We used JSON Schema to test the responses of our server. This was really nice and we implemented it in a similar way like here Show archive.org snapshot .

  • In the beginning we tried to remove any duplicated in the schema files. So when a booking had a user associated, the
    booking schema referenced the user schema. This approach didn't scale very well, as we got more and more edge cases, where the attributes for the same resource were different. E.g. the user avatar url attribute should only be shown when the user endpoint was requested, but not when it was included in any response as a reference for the creator of this resource. We started to duplicate the schemas, so a booking had three files: the booking index schema, the booking show schema and the user schema. As the same serializers were used, it never happened that we missed to add an attribute somewhere.
  • The gem json-schema uses draft-v4 as default, whereas the most recent version is draft-08. You might want to use
    another gem if you need the newest version of json-schema.
  • We used 'json_matchers', '< 0.8.0' as we wanted to use the strict option for validations. So all attributes are required and no optional attributes are allowed.
  • In the end we had many request specs that look quite similar (as much copy & paste was possible). Maybe a good refactoring would have been to introduce more custom matchers and shared examples.

Documentation

For the documentation we used Swagger Docs V2.0 with the gem swagger-blocks. Despite the gem is not maintained very well anymore, so it does not support V3.0 at the moment. We would not use Swagger Docs anymore.

  • Swagger Docs limits you in the way you can document your endpoints. We had the need to add bigger sections of text, e.g. for the workflow how a user can get his API token or in which way authorization is managed.

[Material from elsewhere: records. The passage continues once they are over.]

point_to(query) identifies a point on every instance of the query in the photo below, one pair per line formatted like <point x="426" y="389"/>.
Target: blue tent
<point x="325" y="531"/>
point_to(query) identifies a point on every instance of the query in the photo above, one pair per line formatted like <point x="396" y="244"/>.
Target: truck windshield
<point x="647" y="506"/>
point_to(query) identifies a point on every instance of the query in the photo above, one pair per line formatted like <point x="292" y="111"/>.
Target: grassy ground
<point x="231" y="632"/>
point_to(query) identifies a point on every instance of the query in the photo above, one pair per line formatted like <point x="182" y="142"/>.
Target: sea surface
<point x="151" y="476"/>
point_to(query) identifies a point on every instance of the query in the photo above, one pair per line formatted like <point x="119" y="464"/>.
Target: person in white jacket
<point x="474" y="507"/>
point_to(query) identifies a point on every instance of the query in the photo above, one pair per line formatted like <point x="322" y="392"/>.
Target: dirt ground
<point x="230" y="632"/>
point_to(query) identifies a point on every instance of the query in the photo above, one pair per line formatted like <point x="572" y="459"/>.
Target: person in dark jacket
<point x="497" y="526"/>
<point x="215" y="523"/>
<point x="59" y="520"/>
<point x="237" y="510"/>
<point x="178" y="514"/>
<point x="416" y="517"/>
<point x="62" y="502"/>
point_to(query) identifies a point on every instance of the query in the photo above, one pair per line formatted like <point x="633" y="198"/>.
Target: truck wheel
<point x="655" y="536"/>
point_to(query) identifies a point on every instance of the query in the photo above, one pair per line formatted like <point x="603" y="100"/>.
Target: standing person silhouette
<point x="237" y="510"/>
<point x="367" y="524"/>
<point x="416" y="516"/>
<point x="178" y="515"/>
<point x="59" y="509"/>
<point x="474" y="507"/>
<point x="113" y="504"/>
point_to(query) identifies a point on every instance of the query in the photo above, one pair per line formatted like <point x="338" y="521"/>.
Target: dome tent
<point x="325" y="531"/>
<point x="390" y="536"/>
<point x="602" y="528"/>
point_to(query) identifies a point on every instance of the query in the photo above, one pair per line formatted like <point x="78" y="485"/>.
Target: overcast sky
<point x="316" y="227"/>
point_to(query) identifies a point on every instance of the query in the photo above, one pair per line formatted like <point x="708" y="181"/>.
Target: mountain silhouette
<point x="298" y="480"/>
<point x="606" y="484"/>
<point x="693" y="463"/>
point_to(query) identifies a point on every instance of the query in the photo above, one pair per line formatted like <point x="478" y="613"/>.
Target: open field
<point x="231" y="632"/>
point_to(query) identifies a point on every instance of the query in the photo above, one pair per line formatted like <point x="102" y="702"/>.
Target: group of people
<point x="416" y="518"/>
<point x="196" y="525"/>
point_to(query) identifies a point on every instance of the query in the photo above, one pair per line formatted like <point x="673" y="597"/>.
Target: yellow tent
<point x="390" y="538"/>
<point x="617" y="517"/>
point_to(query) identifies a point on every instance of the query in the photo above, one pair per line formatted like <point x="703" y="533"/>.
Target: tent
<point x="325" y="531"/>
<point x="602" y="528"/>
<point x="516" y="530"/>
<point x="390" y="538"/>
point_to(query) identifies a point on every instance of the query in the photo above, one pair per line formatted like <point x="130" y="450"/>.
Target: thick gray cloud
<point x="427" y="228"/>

This was not possible and ended up in a link to a second documentation.
  • Swagger Docs makes it hard to define the attributes and associations for a resource e.g. you need two model definitions for a user UserCreate and UserShow. allOf and anyOf are your friends in the beginning, but you will miss many errors and the documentation blow up to a unreadable blob of nodes (we had up two 5 different model definitions like AttachmentsIndexWithoutFoo).
  • Objects (hashes) are not really supported in Swagger V2.0, so we could not document them without hacks.

We would recommend you to build or find an existing solution that uses JSON Schema as documentation. Uses the schemas in the documentation in your controllers to validate the request, so the documentation could never lie. With this approach it is possible to create testable example request and responses like you have in Swagger Docs or tools like Postman Show archive.org snapshot .

Limits

We did not build any mechanism that manage limits for a API user and there where customers that brought the servers to their limits, when they started a bulk import.

So the recommendation is to implement a limit in the beginning and also include analytic tools like New Relic to figure out the load impact of each endpoints. It will help you to understand if customers misuse different endpoints (N+1 queries).